Did you know there are 3 types of digital signatures?
Three levels of electronic signature security explained
If you do business internationally, you may already know that different transactions require different types of signatures. Simple electronic signatures are fine for basic agreements that don’t call for authentication or additional ID. But there are instances in more highly regulated sectors where tighter security is needed, like government-level approvals.
There’s a difference between electronic and digital signatures
Electronic signatures are a category of methods for signing a document. DocuSign eSignature is a classic example here. Fast to set up and extremely simple for signers to use, e-signatures are found in everything from business contracts to offers of employment, from invoices to purchase orders.
A digital signature is a type of electronic signature that uses a specific technical implementation to meet the more stringent security needs of highly regulated industries. The use of digital signatures is regulated in legal texts, such as the European eIDAS regulation and the UK’s Electronic Identification and Trust Services for Electronic Transactions Regulations.
Digital signatures become easier to understand after a few key elements are explained.
What is a digital signature?
A digital signature is a specific type of e-signature that complies with strict legal regulations securely associating an individual signer with a document that provides the highest level of assurance of a signer’s identity. When you “click to sign”, it’s the digital signature technology that securely links the signer with the document in a recorded transaction.
Digital signatures use a standard, accepted format called Public Key Infrastructure (PKI) to provide the highest levels of security and universal acceptance.
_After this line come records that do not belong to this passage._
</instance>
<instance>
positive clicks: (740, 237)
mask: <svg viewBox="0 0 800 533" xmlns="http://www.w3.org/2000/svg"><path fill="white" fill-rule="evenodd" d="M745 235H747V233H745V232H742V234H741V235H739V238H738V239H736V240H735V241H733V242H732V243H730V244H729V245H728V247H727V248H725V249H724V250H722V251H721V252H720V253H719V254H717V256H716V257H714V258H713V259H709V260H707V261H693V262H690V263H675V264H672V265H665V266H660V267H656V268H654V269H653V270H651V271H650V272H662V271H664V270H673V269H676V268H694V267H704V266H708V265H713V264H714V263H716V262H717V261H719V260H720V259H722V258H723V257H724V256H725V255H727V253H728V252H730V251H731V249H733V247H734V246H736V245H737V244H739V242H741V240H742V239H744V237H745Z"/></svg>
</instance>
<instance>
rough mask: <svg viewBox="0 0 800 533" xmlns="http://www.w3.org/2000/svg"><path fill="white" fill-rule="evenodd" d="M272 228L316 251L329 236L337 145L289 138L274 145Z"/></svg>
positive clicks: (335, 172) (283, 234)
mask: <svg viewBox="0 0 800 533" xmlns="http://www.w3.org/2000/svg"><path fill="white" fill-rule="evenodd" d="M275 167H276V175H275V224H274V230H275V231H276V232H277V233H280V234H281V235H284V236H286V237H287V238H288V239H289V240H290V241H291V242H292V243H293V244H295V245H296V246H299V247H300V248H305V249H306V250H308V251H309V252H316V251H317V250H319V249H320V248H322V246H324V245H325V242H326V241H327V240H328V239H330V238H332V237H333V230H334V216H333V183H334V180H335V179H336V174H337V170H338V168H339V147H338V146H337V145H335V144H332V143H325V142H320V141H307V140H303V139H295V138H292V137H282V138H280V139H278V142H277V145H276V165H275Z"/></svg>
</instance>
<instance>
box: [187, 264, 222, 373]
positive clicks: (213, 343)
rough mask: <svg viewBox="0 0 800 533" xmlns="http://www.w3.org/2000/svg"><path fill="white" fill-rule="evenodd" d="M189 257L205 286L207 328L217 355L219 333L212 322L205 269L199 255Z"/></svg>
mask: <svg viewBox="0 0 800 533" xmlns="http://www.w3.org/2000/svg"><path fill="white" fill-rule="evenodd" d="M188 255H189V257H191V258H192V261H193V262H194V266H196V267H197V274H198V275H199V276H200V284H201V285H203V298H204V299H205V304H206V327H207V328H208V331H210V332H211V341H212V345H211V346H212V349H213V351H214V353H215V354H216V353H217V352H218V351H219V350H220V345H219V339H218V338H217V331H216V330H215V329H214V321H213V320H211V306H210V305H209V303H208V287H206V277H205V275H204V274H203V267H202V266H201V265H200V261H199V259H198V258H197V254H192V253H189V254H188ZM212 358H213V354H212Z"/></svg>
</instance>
They are a specific signature technology implementation of electronic signature.
Let’s take a look at the three kinds of digital signatures, from least to most stringent.
1. Simple electronic signature (SES): For everyday transactions
This is the most basic digital signature available. It does not require strong signer authentication or ID verification, as it is considered the same as ticking a box giving your consent to a declaration. For transactions that can use this type of signature, it is enough to know the signer’s email or IP address, or that they received a unique access code before signing.
An example of a simple electronic signature could be an internal approval process document for an engineering team, signed off by the manager using an e-signature platform.
2. Advanced electronic signature (AES): For high-value transactions
The AES signature includes additional user authentication steps. A signer will be asked to produce a valid document to confirm their identity, as well as use a unique access code to complete the signing process. Advanced signatures also require a digital certificate to be generated and attached to the envelope as part of the transaction.
These additional security features allow AES to accomplish three important things:
- Reliably identify the signer
- Establish a unique link between the signature and the signer
- Provide tamper evidence of any changes made to the document after it was signed
Employment offer letters are an example of a use case for AES. A job candidate is selected to fill a role; the HR team then prepares a formal offer letter for their future employee who can sign it electronically after receiving a PIN via text message. The candidate is also required to upload a photograph of their valid government-issued ID (eg: drivers license) to confirm their identity.
3. Qualified electronic signature (QES): For legally regulated transactions
A QES offers the highest level of trust through a face-to-face ID verification process by a qualified Trust Service Provider. The process is regulated by a government office where a digital certificate is created with an electronic signature device.
This process unquestionably establishes the validity of the signature process. A QES in Europe is considered the legal equivalent of a wet signature witnessed by a notary in Canada. There are many QES examples in Europe; for instance, in Germany, QES is required for any consumer loan application.
Depending on your needs and location, you may require a trusted third-party partner to handle the ID verification and issue the digital certificate for the QES. There is also QES support for “signer-held” digital certificates issued by a trusted Certificate Authority, installed in devices such as smart cards, USB drives, or on a personal computer.